Am Flughafen sah er, dass Joes Flug pünktlich landen würde, ein Wunder, wenn man bedachte, dass es ein internationaler Flug war. Da er so früh dran war, hatte er noch Zeit, um zu Hause anzurufen. Beth nahm nach dem zweiten Klingeln ab.

»Ich hätte dich heute Morgen gut gebrauchen können«, sagte Carter.

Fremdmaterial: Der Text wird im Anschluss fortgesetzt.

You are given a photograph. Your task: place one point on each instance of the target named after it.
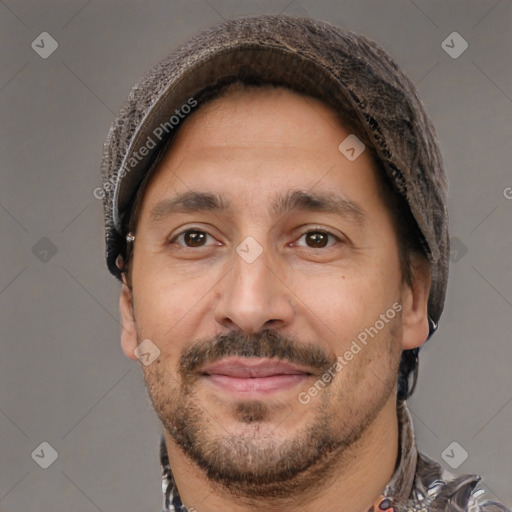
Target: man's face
(257, 272)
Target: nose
(253, 296)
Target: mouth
(252, 375)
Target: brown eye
(192, 238)
(317, 239)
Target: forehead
(255, 137)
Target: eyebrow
(294, 200)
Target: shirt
(418, 484)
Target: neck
(352, 480)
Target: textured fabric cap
(348, 71)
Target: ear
(414, 304)
(128, 331)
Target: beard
(255, 461)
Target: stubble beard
(254, 463)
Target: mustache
(266, 343)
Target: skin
(316, 297)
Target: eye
(192, 238)
(318, 239)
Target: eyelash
(192, 229)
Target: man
(275, 206)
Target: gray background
(63, 377)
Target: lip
(254, 375)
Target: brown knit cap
(348, 71)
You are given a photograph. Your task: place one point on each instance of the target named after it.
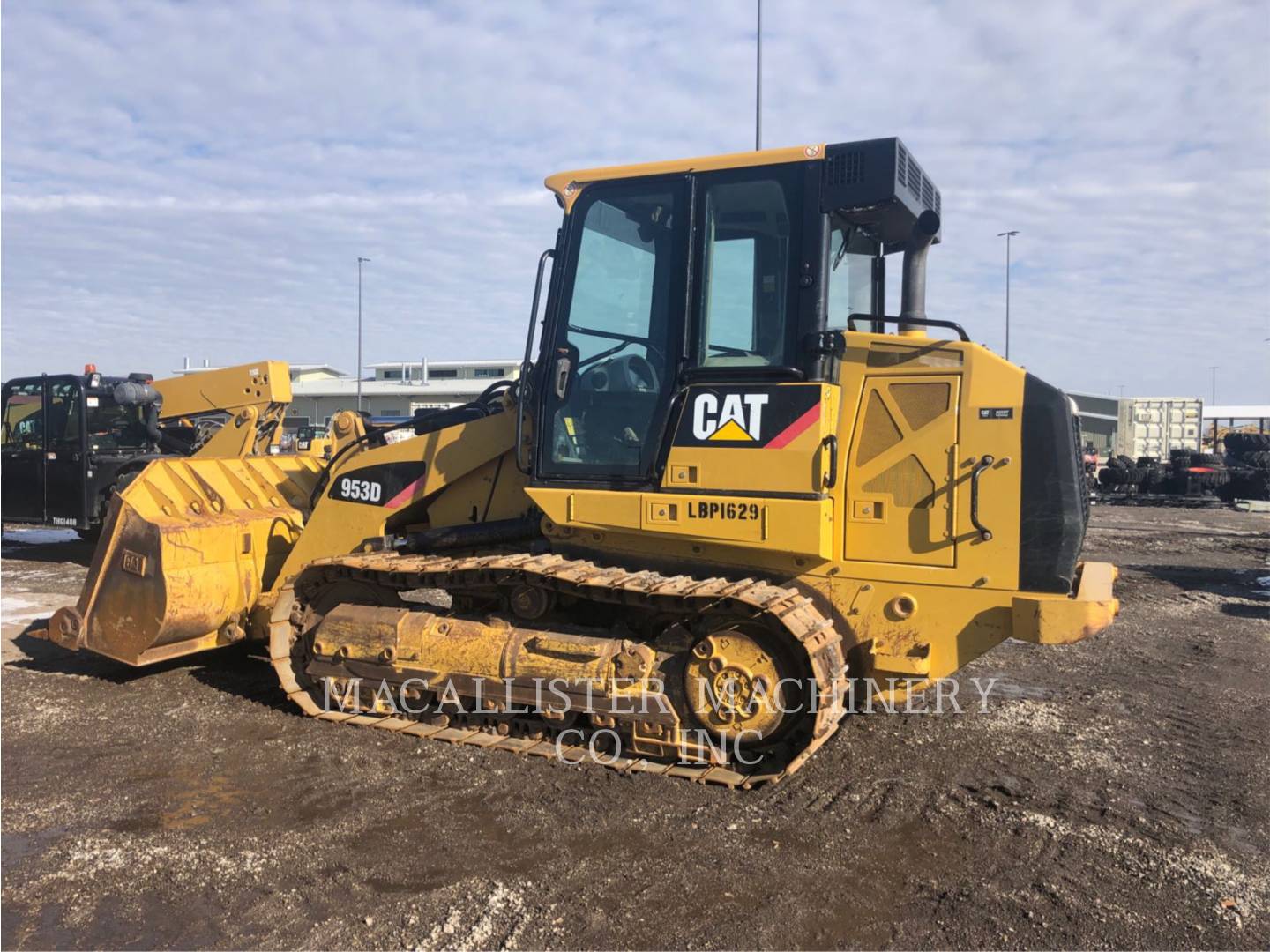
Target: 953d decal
(755, 417)
(387, 485)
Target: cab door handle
(979, 469)
(563, 366)
(831, 475)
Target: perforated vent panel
(846, 167)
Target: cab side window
(23, 417)
(64, 415)
(746, 279)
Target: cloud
(199, 178)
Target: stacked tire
(1120, 472)
(1247, 455)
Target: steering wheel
(629, 374)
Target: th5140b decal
(757, 417)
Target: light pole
(758, 79)
(360, 263)
(1007, 235)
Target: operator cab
(724, 270)
(65, 441)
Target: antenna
(758, 79)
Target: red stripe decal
(787, 435)
(404, 495)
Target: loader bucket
(187, 550)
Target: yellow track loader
(727, 490)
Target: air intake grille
(846, 167)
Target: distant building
(397, 389)
(1099, 415)
(400, 387)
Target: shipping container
(1156, 426)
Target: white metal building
(397, 389)
(400, 387)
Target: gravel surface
(1114, 793)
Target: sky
(198, 179)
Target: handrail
(923, 322)
(524, 390)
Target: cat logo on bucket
(735, 417)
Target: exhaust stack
(914, 283)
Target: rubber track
(681, 594)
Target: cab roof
(568, 185)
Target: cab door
(65, 490)
(616, 339)
(23, 450)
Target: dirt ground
(1114, 793)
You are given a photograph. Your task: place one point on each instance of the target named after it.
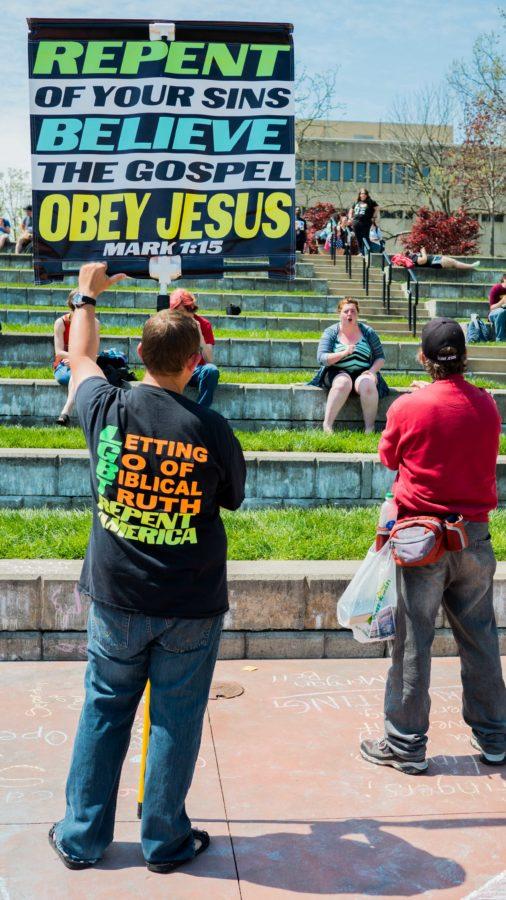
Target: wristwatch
(82, 300)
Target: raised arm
(84, 338)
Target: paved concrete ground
(292, 808)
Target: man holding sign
(155, 570)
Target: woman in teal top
(351, 357)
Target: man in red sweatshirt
(444, 440)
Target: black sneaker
(379, 752)
(72, 862)
(490, 759)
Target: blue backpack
(478, 330)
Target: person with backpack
(443, 440)
(61, 362)
(497, 311)
(206, 375)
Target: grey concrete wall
(12, 275)
(61, 477)
(250, 406)
(242, 353)
(277, 609)
(47, 317)
(320, 304)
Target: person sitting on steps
(351, 357)
(61, 363)
(497, 311)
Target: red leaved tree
(455, 234)
(317, 217)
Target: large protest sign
(154, 139)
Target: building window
(321, 170)
(348, 171)
(411, 175)
(386, 173)
(308, 169)
(361, 172)
(400, 171)
(335, 171)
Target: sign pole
(146, 724)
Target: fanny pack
(422, 540)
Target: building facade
(336, 159)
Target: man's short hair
(168, 340)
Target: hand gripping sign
(166, 142)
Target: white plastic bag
(368, 603)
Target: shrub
(317, 217)
(455, 234)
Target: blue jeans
(463, 584)
(498, 317)
(205, 378)
(124, 650)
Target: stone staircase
(296, 615)
(372, 309)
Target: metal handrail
(347, 253)
(333, 244)
(366, 265)
(386, 270)
(412, 290)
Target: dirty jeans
(124, 650)
(462, 582)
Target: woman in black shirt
(364, 213)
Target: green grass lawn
(324, 533)
(309, 440)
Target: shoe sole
(500, 761)
(167, 868)
(405, 768)
(69, 863)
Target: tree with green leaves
(480, 85)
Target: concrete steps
(246, 406)
(35, 478)
(287, 608)
(244, 322)
(232, 282)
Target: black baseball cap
(440, 333)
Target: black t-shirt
(363, 213)
(161, 467)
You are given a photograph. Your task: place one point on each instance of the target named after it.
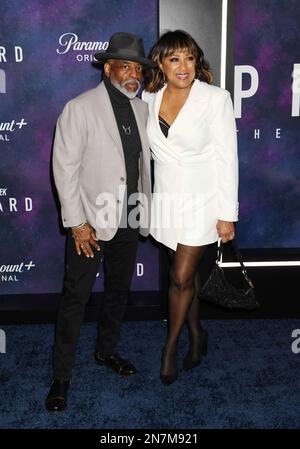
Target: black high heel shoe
(190, 361)
(168, 379)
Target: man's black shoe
(116, 363)
(56, 400)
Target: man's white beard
(123, 89)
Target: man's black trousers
(119, 261)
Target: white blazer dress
(195, 167)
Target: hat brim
(102, 57)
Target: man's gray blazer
(89, 166)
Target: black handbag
(220, 292)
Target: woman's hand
(84, 237)
(225, 230)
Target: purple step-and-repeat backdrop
(46, 50)
(46, 53)
(267, 104)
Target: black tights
(183, 302)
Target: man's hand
(225, 230)
(85, 238)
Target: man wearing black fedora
(101, 166)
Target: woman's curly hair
(168, 44)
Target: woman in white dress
(192, 133)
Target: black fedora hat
(125, 46)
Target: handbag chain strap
(238, 256)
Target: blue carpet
(249, 379)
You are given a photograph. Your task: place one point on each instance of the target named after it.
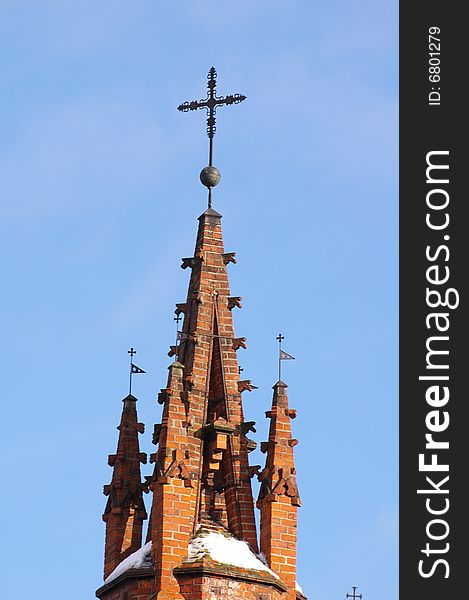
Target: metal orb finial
(210, 176)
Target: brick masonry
(201, 471)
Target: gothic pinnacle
(210, 175)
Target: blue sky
(99, 197)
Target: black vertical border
(425, 128)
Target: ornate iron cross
(210, 104)
(354, 594)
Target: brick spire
(278, 497)
(125, 510)
(201, 473)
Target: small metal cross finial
(210, 175)
(354, 594)
(210, 104)
(279, 339)
(177, 318)
(132, 353)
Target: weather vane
(354, 594)
(210, 175)
(133, 368)
(282, 355)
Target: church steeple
(202, 537)
(125, 510)
(202, 460)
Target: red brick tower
(202, 539)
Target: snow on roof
(225, 549)
(140, 558)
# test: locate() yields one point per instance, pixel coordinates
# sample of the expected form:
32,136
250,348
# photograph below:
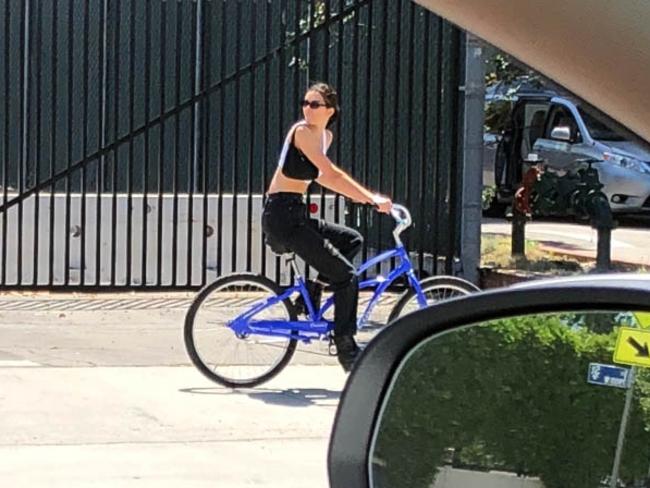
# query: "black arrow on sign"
641,351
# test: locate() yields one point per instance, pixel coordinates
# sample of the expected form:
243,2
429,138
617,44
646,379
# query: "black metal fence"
136,137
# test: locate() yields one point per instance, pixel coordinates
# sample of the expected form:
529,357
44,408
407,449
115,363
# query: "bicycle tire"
444,287
243,287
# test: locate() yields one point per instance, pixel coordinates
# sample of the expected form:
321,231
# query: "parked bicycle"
242,329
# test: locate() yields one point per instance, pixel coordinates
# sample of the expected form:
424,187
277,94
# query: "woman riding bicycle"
328,248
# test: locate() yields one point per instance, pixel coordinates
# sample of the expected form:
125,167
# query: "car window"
562,117
598,129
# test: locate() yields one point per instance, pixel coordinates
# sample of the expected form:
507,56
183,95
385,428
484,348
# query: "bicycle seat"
276,247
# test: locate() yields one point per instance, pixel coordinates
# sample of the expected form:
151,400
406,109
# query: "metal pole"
473,154
603,254
621,432
518,246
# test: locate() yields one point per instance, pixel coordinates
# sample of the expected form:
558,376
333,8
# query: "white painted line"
17,363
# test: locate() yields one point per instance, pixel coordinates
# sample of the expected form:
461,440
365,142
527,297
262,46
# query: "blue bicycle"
242,329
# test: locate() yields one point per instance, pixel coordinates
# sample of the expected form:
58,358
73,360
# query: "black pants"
328,248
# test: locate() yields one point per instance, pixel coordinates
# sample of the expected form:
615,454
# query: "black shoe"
315,291
347,351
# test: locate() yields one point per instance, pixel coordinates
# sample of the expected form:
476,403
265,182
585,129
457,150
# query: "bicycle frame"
316,327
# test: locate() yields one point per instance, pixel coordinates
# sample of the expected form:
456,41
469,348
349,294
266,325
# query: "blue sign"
608,375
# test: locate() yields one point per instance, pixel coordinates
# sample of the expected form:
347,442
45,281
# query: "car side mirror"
562,133
542,385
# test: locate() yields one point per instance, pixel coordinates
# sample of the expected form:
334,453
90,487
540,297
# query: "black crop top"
294,163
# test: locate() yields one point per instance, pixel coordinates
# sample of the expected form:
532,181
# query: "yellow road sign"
643,318
632,347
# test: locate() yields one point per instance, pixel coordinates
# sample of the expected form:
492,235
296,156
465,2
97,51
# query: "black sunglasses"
313,104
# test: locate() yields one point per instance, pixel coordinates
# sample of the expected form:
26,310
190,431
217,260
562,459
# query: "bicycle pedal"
332,348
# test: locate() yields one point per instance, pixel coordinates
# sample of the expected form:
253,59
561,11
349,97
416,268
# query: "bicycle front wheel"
436,289
214,348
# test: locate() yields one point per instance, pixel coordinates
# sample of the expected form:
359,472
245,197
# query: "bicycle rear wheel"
436,289
216,350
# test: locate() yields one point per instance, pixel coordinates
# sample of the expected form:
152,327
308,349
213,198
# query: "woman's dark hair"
328,92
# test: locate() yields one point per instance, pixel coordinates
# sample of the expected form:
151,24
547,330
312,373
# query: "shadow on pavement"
290,397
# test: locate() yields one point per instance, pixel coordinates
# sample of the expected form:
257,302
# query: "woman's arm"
333,177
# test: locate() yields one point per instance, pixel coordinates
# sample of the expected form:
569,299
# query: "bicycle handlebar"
403,219
401,214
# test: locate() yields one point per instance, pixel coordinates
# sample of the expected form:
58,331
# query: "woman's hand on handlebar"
382,203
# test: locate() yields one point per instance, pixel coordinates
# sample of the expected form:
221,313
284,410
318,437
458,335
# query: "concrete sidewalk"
630,246
164,427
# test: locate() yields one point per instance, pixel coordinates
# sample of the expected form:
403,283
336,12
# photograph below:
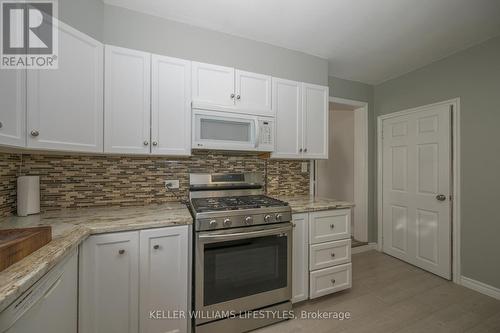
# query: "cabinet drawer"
329,254
330,280
330,225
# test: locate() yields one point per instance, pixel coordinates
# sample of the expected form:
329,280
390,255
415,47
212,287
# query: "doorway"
417,215
344,175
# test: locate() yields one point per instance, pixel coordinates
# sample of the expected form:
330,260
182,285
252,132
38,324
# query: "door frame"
360,216
456,181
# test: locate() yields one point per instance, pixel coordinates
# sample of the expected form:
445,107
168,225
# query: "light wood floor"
389,295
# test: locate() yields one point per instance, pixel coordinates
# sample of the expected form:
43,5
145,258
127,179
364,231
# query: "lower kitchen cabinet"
124,276
300,271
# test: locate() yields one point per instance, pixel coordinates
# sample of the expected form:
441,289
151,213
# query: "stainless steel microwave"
232,131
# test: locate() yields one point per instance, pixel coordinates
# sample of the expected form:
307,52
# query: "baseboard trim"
364,248
480,287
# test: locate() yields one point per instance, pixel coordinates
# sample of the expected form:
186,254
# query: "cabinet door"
300,267
287,103
253,93
13,107
109,284
315,121
213,85
164,278
171,106
65,105
127,101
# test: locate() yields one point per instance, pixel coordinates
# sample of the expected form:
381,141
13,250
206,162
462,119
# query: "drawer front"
330,280
329,225
329,254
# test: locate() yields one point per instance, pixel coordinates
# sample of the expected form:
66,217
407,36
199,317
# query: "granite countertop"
71,227
306,204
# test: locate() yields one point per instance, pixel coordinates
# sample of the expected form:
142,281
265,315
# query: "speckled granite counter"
306,204
69,229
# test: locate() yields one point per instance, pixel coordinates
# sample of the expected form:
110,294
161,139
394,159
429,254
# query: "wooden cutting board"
15,244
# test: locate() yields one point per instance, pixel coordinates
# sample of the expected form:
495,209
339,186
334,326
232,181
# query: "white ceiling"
364,40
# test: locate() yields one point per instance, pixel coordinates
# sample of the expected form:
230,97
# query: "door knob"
441,197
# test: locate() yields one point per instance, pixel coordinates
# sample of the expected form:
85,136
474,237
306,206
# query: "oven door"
243,268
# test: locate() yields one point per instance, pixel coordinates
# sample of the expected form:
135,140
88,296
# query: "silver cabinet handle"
441,197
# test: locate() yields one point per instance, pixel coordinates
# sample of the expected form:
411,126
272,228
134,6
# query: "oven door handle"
249,234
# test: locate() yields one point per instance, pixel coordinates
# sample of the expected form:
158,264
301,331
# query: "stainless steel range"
243,243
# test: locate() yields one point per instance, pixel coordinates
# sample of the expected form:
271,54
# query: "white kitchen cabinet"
287,104
13,107
170,106
213,85
65,105
315,121
300,274
109,284
127,113
253,93
164,261
226,89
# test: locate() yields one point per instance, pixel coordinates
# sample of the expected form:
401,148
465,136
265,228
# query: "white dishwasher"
49,306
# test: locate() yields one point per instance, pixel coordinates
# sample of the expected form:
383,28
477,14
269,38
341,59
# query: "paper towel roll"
28,195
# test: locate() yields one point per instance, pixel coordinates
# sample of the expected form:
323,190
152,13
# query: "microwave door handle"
257,132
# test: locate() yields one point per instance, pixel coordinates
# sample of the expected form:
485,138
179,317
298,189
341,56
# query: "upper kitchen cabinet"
253,93
213,85
287,103
315,121
226,89
171,106
127,101
13,108
301,120
65,106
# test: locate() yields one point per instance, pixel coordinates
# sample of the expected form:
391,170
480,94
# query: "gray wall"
123,27
364,93
84,15
474,76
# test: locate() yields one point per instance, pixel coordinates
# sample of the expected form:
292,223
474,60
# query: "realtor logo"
29,34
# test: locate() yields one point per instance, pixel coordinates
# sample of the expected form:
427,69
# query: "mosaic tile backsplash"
93,181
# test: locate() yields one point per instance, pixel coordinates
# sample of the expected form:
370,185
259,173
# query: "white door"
171,106
164,278
213,85
109,284
416,188
13,107
65,106
253,93
127,101
315,121
287,103
300,256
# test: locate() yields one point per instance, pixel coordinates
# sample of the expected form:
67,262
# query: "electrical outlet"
172,184
304,167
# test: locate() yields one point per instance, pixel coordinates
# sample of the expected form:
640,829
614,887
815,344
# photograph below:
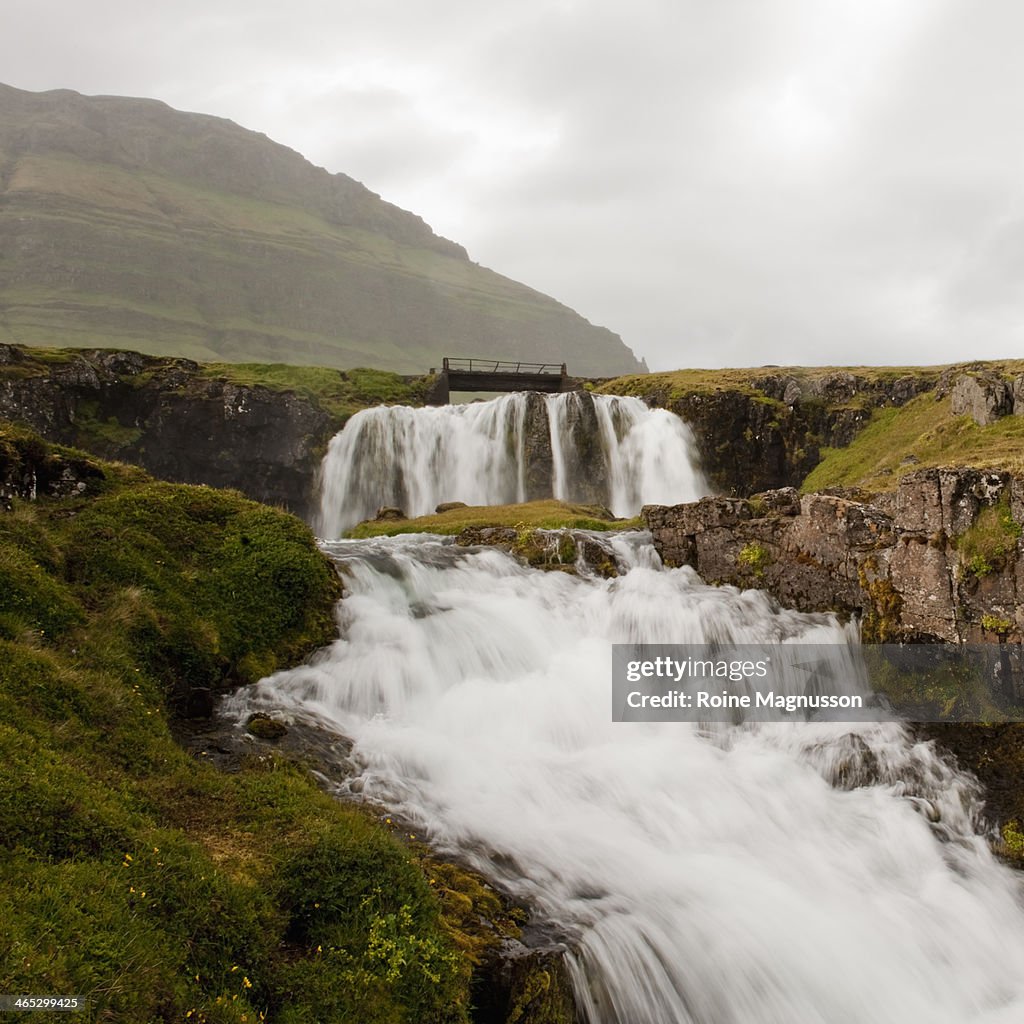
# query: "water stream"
773,873
751,873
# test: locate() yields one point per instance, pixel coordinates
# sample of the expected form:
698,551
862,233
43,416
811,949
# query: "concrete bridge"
497,375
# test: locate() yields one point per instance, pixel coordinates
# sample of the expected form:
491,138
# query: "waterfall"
758,873
593,449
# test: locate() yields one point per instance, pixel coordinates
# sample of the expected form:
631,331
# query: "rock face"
176,423
943,561
126,223
985,397
771,437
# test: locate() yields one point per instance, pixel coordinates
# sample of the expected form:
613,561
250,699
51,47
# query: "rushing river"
772,873
742,873
485,454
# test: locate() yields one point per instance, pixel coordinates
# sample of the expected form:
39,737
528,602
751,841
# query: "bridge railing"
475,366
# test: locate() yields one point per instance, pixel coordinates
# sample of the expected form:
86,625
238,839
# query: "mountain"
126,223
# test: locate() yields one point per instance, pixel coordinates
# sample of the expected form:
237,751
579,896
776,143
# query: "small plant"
984,548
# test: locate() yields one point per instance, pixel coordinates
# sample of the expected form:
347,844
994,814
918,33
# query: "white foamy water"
416,458
778,873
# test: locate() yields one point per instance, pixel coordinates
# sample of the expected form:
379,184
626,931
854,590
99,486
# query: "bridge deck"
498,375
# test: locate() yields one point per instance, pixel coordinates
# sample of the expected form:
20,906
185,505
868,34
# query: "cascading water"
761,873
576,446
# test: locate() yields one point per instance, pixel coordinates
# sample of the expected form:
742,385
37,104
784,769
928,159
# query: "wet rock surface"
175,422
752,441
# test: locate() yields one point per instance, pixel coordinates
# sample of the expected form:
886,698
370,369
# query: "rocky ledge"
939,559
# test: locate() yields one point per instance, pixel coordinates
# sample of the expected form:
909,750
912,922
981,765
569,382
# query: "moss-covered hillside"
820,427
137,876
183,235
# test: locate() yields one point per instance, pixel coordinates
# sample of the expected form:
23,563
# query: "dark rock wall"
771,436
167,417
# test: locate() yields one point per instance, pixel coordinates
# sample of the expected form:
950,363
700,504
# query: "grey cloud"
737,182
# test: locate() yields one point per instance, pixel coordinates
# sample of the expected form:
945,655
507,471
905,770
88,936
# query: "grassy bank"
923,433
139,877
548,514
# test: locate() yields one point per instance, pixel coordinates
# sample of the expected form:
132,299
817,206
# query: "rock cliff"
940,559
173,420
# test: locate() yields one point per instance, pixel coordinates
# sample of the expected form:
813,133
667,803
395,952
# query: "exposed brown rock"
983,396
905,570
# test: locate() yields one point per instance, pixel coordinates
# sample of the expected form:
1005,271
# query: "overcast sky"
722,182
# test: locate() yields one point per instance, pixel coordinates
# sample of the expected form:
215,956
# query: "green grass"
549,514
926,430
143,879
676,383
340,392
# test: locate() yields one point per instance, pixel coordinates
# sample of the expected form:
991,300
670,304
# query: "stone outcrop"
29,470
983,396
941,560
770,435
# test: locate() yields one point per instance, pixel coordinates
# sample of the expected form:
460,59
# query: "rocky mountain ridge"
127,223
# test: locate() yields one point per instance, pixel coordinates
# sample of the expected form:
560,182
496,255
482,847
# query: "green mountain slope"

Beth lachte. »Ich glaube, das ist nicht erlaubt.«

»Sollte es aber.«

»Wie war es? Sehr gruselig?«

»Ziemlich.«

»Ich weiß es zu schätzen, dass du hingegangen bist. Es bedeutet mir viel.«

»Na ja, das ist schließlich auch mein Projekt.«

»Ich weiß«, sagte sie leise. »Und wegen heute Morgen … Ich mache es wieder gut, wenn du nach Hause kommst.«

»Das könnte leichter gesagt als getan sein. Vergiss nicht, ich werde gut zweihundertfünfzig Pfund Italien im Gepäck haben.«

»Soll ich einkaufen gehen und etwas zu essen besorgen? Vielleicht ist er müde und will einfach nur ein ruhiges Abendessen zu Hause.«

Obwohl Carter nichts dazu sagen wollte, wusste er, dass Beths Vorstellung von einem ruhigen Abendessen zu Hause in leichter Kost bestand. Unmengen von Salaten und frischem Gemüse, mit vielleicht einer Hühnchenbrust ohne Kruste pro Person. Für Joe Russo waren das Appetithäppchen, und noch nicht einmal besonders verlockende.

Nein, Carter hatte vor, mit ihm auszugehen, vielleicht in ein Steakhouse wie das Morton’s oder The Palm. »Lass uns sehen, wie er sich fühlt, wenn er ankommt.«

»Okay. Ich werde den ganzen Tag mal unterwegs und mal zu Hause sein.«

Carter hörte eine Ansage über Lautsprecher, irgendetwas über einen Alitaliaflug aus Rom, also verabschiedete er sich und ging zur Ankunftshalle. Nachdem er ewig gewartet hatte, sah er einen Schwung Passagiere, die aus der Gepäckausgabe und der Zollkontrolle herausströmten. Wie alle anderen Wartenden musste er hinter einer Glaswand ausharren und die Menge nach der einen Person absuchen, die er abholen wollte. Die Menschen um ihn herum sahen alle eindeutig italienisch aus, zumindest viele von ihnen, in ordentlich geschneiderten Anzügen, glänzenden Sonnenbrillen und kleinen polierten Lederschuhen. Eine Frau in einem Pelzmantel trug eine Gucci-Tasche, aus der neugierig ein winziger Hund hervorlugte.